Clients and their solicitors are not going to brief you because it would be a positive step in affirmative action. And why should they? They will brief you when they think you are the one who can win their case. I think there might be a public relations exercise which would help as well. Get on as much media as you can, be asked your opinion by -
Which of course the Bar is traditionally not very good at
No. There would be ways of doing that though. What I think really needs to happen is that somehow men have to be persuaded to come onside. Women need Elliott Johnstons who actually positively promote them with clients and positively promote them within the environment that they’re working, whether that’s referring the matter to another barrister at the Bar or giving another solicitor work in a firm. Men have to want and be prepared to do that in individual cases. I also think that we have to wage a silent war. While men see women complaining about unfairness, they will shut their minds to the prospect of promoting and helping us. The fact of the matter is that men will promote women or tolerate the promotion of women or even encourage the promotion of women who they see acting like themselves. For that reason, I think that we have to play act a bit.
So be clever and a bit more subtle about the way we go about it?
Yes. I would go so far as to say you have to tolerate the male environment in an uncomplaining way. For example, if there are sexist jokes told maybe you have to tolerate them. Maybe you can’t go around the world being politically correct in a politically incorrect environment because you will not be seen as part of the “group”. You’ll only alienate yourself and although I know that sounds like a huge compromise, but to make a change, I think, for a while we have to compromise.
You are obviously an exception to the rule that its harder for women to get ahead -- that doesn’t mean that you’re the exception that it was harder, but you have got it. You’ve got to the top of your game through an era in which we still see even now so few women at the top of their game. What do you think it is either about you or your opportunities or about your timing or about your career generally, and don’t be modest about your answer to this, but that has led to that happening?

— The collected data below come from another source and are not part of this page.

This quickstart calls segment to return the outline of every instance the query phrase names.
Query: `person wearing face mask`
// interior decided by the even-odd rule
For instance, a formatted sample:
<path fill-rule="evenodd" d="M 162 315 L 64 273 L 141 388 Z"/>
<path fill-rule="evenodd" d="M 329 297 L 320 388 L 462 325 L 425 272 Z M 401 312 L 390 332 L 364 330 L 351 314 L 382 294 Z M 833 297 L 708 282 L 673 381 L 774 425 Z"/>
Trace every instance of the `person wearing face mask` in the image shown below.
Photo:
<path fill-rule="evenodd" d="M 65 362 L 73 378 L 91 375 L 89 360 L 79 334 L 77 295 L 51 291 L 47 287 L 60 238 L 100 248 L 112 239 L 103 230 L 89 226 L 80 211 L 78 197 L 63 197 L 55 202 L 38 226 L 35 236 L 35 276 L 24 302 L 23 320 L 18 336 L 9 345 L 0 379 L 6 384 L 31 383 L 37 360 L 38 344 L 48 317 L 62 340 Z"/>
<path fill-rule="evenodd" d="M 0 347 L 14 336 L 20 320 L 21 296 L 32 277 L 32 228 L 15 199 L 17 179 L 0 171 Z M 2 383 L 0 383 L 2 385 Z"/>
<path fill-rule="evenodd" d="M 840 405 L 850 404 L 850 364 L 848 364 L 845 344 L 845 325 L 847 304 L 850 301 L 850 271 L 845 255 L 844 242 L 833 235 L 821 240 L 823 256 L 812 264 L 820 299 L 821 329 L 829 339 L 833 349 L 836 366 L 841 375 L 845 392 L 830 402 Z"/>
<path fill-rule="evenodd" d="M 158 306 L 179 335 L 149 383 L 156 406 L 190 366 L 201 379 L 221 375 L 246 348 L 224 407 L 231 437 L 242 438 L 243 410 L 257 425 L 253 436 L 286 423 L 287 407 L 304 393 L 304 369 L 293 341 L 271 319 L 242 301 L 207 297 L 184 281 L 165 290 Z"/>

Obviously I work hard but so do men at the top of their game. I do not claim to have worked harder than the men who have done well. I was extremely fortunate in that first 15 years of my career having someone like Elliott who promoted me and all women. Since then I have always treated men exactly as I would treat other women. I’ve treated them as equals. I’ve never complained about promotion of men over me or complained that men got better work than I did, I’ve just treated everybody equally and I think that it has meant that in turn I’ve been treated equally. I’ve always simply tried to act professionally even if that has sometimes meant compromising feminist ideals when I see bad behaviour. I wish I had never had to compromise at all, but we live in a real world. I was talking about how Judges should discourage that Y chromosome aggressive behaviour at the Bar table. When I was sitting on the Disciplinary Tribunal I had two Silks before me, one for the board and one for the practitioner obviously, and they started sledging each other at the Bar table and quite aggressively so. I just got up and said “I’m going to adjourn now, you can go outside and finish this conversation and tell me when you’re ready to get on with the matter. And if you do it again, I’ll walk off the Bench again”. If Judges started doing that when they see it happening, it might put a stop to it because the clients might see that that behaviour has angered the Judge and it is unlikely to advance their case.
I suppose one of the problems is that Judges probably at some stage were the participants in that sort of sledging match and also find it entertaining.
It perpetuates the culture. Until people see that as a pathway to losing the case and wasting money, they’ll continue to enjoy the sport. It will be the good result and the hip pocket that should win out.
Alright thank you very much Lindy, that’s the end of the interview.